Ahmed Sylla : Oui. En premier lieu, ce qui m'a plu, c'est que ce film est un peu à l'image de ce que je suis dans la vie. Je suis franco-sénégalais et d'avoir un film qui met en lumière et en beauté, le Sénégal et la France, j'étais déjà tout de suite conquis.

C'est une sorte d'hommage que vous rendez à votre mère à travers ce scénario. Vos parents ont quitté le Sénégal dans les années 1980 et ils se sont battus pour s'intégrer. Votre mère s'est saignée pour vous offrir les meilleures écoles à Nantes. Ça met aussi l'accent sur le racisme ordinaire, sur les clichés qu'on peut avoir, mais des deux côtés. L'avez-vous subi ?

Je l'ai subi enfant, mais c'est peut-être parfois plus violent parce qu'on ne s'en rend pas compte et ça revient des années après. Qand je suis arrivé en primaire, j'ai compris que j'étais différent, parce que je sortais de mon quartier et là, j'étais le seul. Tout de suite, on me remarque un peu plus et quand on me refuse de jouer au foot avec les camarades, tu te demandes pourquoi. Et puis, quand en sixième, on te sort ta première blague raciste, c'est violent. J'ai été confronté à ça. Après, je suis quelqu'un qui voit toujours le verre à moitié plein, j'essaie de ne jamais tomber dans la (je n'aime pas ce mot) "victimisation". Il y a des victimes de racisme aujourd'hui en France, mais j'essaie de ne pas tomber là-dedans et de toujours voir le côté optimiste du problème.
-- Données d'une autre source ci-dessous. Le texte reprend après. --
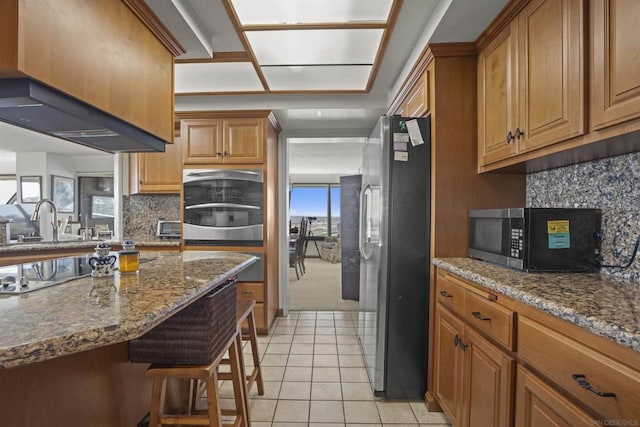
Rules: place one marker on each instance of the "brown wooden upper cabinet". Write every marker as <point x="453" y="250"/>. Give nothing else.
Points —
<point x="416" y="104"/>
<point x="157" y="172"/>
<point x="211" y="141"/>
<point x="531" y="81"/>
<point x="99" y="52"/>
<point x="615" y="62"/>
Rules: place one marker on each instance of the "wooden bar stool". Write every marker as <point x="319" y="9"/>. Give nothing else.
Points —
<point x="208" y="376"/>
<point x="244" y="311"/>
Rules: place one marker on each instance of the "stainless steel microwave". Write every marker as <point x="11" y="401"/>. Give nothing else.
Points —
<point x="536" y="239"/>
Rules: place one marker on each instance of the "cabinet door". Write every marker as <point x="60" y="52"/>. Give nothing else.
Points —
<point x="489" y="378"/>
<point x="448" y="363"/>
<point x="202" y="139"/>
<point x="497" y="104"/>
<point x="243" y="141"/>
<point x="551" y="72"/>
<point x="417" y="102"/>
<point x="615" y="62"/>
<point x="538" y="405"/>
<point x="160" y="172"/>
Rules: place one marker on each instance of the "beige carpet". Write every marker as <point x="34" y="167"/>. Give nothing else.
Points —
<point x="319" y="289"/>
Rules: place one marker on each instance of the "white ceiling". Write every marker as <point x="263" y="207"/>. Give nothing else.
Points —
<point x="203" y="27"/>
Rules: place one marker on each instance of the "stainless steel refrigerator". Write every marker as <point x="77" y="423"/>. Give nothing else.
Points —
<point x="394" y="248"/>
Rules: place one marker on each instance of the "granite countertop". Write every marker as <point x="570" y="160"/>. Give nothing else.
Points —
<point x="80" y="244"/>
<point x="88" y="313"/>
<point x="600" y="303"/>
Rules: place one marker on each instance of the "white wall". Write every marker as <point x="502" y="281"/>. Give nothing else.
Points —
<point x="45" y="165"/>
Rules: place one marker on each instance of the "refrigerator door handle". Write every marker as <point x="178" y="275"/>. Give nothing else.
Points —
<point x="364" y="217"/>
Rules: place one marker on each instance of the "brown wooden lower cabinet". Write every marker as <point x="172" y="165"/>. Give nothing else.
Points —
<point x="488" y="383"/>
<point x="473" y="376"/>
<point x="539" y="405"/>
<point x="255" y="291"/>
<point x="566" y="376"/>
<point x="448" y="364"/>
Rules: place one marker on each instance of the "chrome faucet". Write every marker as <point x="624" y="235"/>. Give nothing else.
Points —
<point x="36" y="216"/>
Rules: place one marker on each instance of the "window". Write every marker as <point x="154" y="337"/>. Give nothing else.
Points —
<point x="8" y="189"/>
<point x="102" y="207"/>
<point x="334" y="202"/>
<point x="321" y="204"/>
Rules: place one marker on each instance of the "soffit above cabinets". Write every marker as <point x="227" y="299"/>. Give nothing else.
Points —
<point x="293" y="46"/>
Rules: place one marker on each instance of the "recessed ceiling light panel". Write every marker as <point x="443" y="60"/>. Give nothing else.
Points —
<point x="346" y="77"/>
<point x="277" y="12"/>
<point x="313" y="47"/>
<point x="216" y="77"/>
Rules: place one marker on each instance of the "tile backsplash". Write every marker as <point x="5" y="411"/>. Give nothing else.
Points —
<point x="141" y="213"/>
<point x="612" y="185"/>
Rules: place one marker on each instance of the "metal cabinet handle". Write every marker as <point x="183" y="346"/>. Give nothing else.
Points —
<point x="582" y="381"/>
<point x="457" y="341"/>
<point x="478" y="316"/>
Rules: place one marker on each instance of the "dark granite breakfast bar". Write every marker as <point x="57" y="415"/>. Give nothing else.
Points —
<point x="63" y="349"/>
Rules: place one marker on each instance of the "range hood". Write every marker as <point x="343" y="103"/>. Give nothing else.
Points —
<point x="32" y="105"/>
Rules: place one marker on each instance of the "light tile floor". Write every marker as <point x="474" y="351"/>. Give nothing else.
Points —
<point x="314" y="375"/>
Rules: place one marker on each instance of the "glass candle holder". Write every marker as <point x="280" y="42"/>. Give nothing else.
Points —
<point x="129" y="261"/>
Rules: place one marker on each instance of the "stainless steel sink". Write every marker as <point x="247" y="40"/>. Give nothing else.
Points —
<point x="31" y="276"/>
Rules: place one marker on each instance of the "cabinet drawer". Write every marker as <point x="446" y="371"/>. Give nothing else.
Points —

Ce film, c'est l'importance de s'intégrer sans oublier ses traditions, sa culture, ses valeurs, ce qui nous constitue finalement ?

Oui, c'est ce que ce film raconte. Il faut s'accepter soi-même et on n’a pas besoin de renier ce qu'on est à l'origine pour être pleinement français.

"Aujourd'hui, il y a certaines personnes qui politiquement, nous enlèvent ce droit à être français et nous confisquent le drapeau alors que moi, ce drapeau bleu, blanc, rouge, je l'aime, je le trouve beau, je le trouve magnifique."

Ahmed Sylla

à franceinfo

 Il n'y a pas une bonne manière d'être français. Ça me fait mal qu'on discute et qu'on débatte sur qui doit être français, qui ne doit pas l'être. C'est frustrant.

Vous vous êtes construit sous le regard de votre mère. Avoir dû la convaincre qu'être acteur, c'était un vrai métier et que vous alliez pouvoir gagner votre vie comme ça, c'est ce qui vous a rendu plus fort ?

Cest toute la beauté de mon parcours, de lui rendre ce petit bout de fierté quand elle me voit à la télévision ou dans mes spectacles et qu'elle m'appelle pour me dire : "Bravo ! ". C'est là où j'ai réussi pour de vrai.

"Si je réussis dans les yeux de ma mère, j'ai réussi. Tant qu'elle est fière de moi, je suis l'homme le plus heureux du monde parce que je sais à quel point ça a été compliqué pour elle."

Ahmed Sylla

à franceinfo

Force est de constater que la famille reste aussi la base de ce film. Êtes-vous touché d'être sur la photo de famille d'une grosse partie de votre public ?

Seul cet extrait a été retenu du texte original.